Why Voice Platforms Need to Make Foundational Changes to Allow Multi-User Skills

By Chris Butler on October 14, 2021 • ( 0 )

Credit: Photo by Brett Jordan on Unsplash

If you own a smart speaker and live with someone else like a partner, a child or housemates, you have probably experienced weirdness in how it operates. It might be calling you the wrong name, giving you the status of someone else’s package, or simply saying it doesn’t recognize you.

I’ve noticed these issues with my Spotify recommendations being skewed by my children’s use of our Google Home Hub in the kitchen. There are “made for you” playlists including music that I don’t really like but I know my children do.

The reason that these devices have these problems is because they are not built with the full communal context in mind. Without considering everyone that does have access to the device it is like only allowing one person to get items out of a refrigerator for a household.

This isn’t the skill developers fault. It is because the major platforms by Amazon, Google, and others are not providing the right identity, privacy, security, experience, and ownership models to fit with the home (or office).

What is a skill developer building on top of these platforms to do?

Communal Computing
Connected communal devices have been around for a very long time. Ever since the landline phone in the kitchen we have dealt with the impact of bringing a network into our homes. At that time the phone number was associated with a house rather than a person. It was expected that anyone in that household could pick up the other end.

However, it wasn’t until computing made it to the home for personal use did we start to see the problems. The days of mainframes and client/server architectures dictated a need to time share between people. They invented the user model to track who was using the computing resources. This made it into personal computers when they were bought for home use. Eventually the Amazon Echo did this by tying usage to the buyer’s Amazon account.

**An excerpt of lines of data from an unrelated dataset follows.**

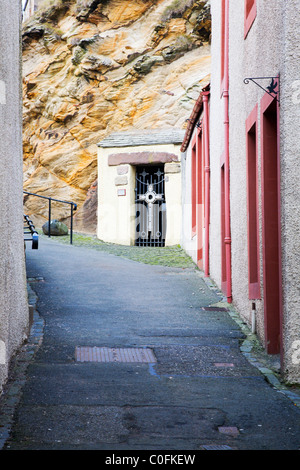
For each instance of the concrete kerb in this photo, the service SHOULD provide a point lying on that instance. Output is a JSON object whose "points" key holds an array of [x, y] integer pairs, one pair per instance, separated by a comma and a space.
{"points": [[249, 347]]}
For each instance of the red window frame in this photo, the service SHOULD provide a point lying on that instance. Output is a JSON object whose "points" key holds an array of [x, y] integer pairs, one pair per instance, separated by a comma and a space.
{"points": [[252, 205], [250, 15]]}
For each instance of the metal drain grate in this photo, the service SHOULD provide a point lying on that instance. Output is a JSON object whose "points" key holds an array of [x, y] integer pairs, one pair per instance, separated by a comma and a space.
{"points": [[103, 354]]}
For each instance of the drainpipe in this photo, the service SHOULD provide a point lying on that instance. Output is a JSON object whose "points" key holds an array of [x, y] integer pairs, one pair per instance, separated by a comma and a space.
{"points": [[207, 179], [226, 166]]}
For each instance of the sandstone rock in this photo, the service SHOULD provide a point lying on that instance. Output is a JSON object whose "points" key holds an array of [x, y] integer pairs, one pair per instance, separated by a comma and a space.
{"points": [[92, 68]]}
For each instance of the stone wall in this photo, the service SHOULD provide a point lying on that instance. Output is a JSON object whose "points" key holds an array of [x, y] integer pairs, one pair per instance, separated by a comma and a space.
{"points": [[14, 315]]}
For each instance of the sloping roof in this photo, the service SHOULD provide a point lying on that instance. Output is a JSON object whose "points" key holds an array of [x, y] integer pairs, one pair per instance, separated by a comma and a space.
{"points": [[136, 138], [193, 119]]}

As an industry, these problems have started to become more and more of an issue. I break them down into five key problem areas:

Identity: Do we know all of the people who are using the device?
Privacy: Are we exposing (or hiding) the right content for all of the people with access?
Security: Are we allowing all of the people using the device to do or see what they should and are we protecting the content from people that shouldn’t?
Experience: What is the contextually appropriate display or next action?
Ownership: Who owns all of the data and services attached to the device that multiple people are using?

Without addressing the communal nature of these devices, people will buy them and set them up but eventually grow tired of the weirdness. Eventually they will replace them when the expectations aren’t continuously met in these areas.

Building Skills for Communal Use
Amazon Alexa’s skill library is full of useful capabilities for Alexa to help people in their homes and offices. Most people will use their Echo to play music or set timers. At first these capabilities seem devoid of context. You will ask Alexa to play a particular song through Spotify. Then you will realize that everyone does this and it starts to impact use on other devices. Going further there are certain skills like shopping lists or delivery notifications that are specifically for the Amazon account owner rather than everyone that is in the house.

The reality is that these devices are deployed in what looks more like an ecosystem of people and devices. To understand that context is to be able to provide the right services for that environment. I’ve written previously about the dos and don’ts of communal computing but what should a skill developer do until the platforms make foundational changes to their models?

Use Voice Profiles, If Available

Alexa can be taught your voice to recognize it.

Amazon has started to consider the various people using a device with voice profiles. This requires everyone to feel comfortable with providing their voice samples to Amazon. There is a real concern about privacy of people’s voice data as Dan Miller has written about previously.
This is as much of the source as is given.